Il était donc assez aisé, à cette époque, de se loger à bon compte, et au centre même, dans la cité dolente pour lui laisser ce nom, et je trouvai tout de suite gîte et pâture à ma mesure, sur la place dite alors Napoléon-III, comme elle est dite aujourd’hui de la République, et pour les mêmes raisons, je pense. C’était au troisième étage d’une haute boîte donnant à même sur le port, une pension de famille tenue par une bonne et brave Phocéenne, répondant à la simple épithète homérique de Marie la Provençale, et qui avait placé sur cette location toutes ses pauvres économies de cuisinière. Trois chambres, trois pensionnaires, et une table d’hôte de douze couverts, dont la clientèle était fournie, en majeure partie, par des ingénieurs du chemin de fer de Nice à Vintimille, dont les travaux venaient de commencer.

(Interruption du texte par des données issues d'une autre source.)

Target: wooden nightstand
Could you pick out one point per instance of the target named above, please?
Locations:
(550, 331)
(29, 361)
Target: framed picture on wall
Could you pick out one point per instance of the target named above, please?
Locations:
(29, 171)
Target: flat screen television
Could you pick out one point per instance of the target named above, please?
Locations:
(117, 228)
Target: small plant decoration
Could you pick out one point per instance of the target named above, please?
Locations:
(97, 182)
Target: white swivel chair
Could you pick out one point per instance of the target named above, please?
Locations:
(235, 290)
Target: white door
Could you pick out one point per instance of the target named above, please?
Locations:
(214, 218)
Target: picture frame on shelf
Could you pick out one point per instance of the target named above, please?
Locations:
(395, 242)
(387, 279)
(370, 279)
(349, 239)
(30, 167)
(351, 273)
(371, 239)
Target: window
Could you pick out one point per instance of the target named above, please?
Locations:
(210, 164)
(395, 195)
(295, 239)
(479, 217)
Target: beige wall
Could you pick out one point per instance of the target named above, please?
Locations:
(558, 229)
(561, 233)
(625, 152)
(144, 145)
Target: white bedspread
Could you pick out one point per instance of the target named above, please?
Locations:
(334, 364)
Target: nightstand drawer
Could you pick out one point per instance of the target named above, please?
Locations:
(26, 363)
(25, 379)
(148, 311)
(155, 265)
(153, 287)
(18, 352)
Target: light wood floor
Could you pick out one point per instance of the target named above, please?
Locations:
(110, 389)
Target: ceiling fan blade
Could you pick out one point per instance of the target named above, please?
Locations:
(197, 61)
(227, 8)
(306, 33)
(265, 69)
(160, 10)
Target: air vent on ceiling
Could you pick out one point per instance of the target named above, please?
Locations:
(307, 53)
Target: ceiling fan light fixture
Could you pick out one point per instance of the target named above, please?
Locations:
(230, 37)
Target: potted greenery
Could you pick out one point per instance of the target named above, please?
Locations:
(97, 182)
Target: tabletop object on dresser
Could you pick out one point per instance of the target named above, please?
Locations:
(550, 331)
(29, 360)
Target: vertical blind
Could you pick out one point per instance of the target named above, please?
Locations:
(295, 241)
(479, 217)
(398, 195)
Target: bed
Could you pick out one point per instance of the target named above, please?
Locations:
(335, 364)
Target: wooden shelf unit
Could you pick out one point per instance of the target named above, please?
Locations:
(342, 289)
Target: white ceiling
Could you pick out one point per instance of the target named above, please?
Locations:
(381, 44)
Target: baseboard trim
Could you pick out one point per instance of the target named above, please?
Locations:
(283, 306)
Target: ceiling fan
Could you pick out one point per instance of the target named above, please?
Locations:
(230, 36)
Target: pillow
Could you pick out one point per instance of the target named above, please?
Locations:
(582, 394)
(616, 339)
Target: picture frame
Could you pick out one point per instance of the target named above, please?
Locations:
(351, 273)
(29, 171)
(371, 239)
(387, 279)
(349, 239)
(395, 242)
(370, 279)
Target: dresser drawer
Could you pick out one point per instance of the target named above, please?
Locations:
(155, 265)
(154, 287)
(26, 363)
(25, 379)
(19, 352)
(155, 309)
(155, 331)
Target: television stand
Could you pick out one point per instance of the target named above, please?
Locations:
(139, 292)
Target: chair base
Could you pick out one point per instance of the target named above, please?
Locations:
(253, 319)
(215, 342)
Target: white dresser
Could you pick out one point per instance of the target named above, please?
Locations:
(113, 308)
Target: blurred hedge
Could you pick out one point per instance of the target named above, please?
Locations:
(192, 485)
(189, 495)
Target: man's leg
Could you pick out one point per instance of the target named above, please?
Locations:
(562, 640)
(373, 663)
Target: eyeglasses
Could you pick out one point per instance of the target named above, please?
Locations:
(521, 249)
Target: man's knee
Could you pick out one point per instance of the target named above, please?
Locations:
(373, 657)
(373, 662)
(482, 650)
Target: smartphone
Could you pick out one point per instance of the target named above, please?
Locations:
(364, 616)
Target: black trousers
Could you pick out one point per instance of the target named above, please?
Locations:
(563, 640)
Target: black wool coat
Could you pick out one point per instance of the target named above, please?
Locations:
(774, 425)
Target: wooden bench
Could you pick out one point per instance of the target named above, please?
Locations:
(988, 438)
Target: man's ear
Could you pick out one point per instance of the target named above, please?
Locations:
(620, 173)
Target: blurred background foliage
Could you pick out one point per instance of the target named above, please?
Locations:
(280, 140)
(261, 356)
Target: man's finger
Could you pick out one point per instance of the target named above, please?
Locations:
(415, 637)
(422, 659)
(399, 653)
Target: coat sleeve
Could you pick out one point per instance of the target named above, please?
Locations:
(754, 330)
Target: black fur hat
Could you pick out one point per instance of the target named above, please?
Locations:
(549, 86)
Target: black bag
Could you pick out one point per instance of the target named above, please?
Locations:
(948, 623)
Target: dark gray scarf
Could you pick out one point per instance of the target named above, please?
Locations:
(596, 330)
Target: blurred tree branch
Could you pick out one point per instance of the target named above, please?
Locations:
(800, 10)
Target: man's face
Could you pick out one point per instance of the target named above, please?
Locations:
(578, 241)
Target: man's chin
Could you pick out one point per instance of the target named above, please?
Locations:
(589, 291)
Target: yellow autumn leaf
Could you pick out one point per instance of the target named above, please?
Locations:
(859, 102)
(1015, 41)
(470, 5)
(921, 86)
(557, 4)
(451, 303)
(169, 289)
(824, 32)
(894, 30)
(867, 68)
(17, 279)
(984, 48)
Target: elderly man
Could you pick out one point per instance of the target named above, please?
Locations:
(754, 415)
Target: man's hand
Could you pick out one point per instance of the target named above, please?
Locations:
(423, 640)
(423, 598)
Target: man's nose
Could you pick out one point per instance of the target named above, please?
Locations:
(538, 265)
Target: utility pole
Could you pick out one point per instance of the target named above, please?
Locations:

L’une de ces chambres était occupée, à mon arrivée, par un jeune officier de la petite garnison de la ville, le lieutenant Recoursé, qui, s’il est encore de ce monde, verra que les poètes ont bonne mémoire. Il passait son temps à scier des planchettes de citronnier en forme de cœurs, dont il fabriquait des boîtes à gants qu’il offrait aux dames, non sans succès. C’était un gai soldat français, du type chasseur d’Afrique, et dont le seul défaut était de siffler sans interruption, et de siffler faux, ce qui est un prodige. Essayez.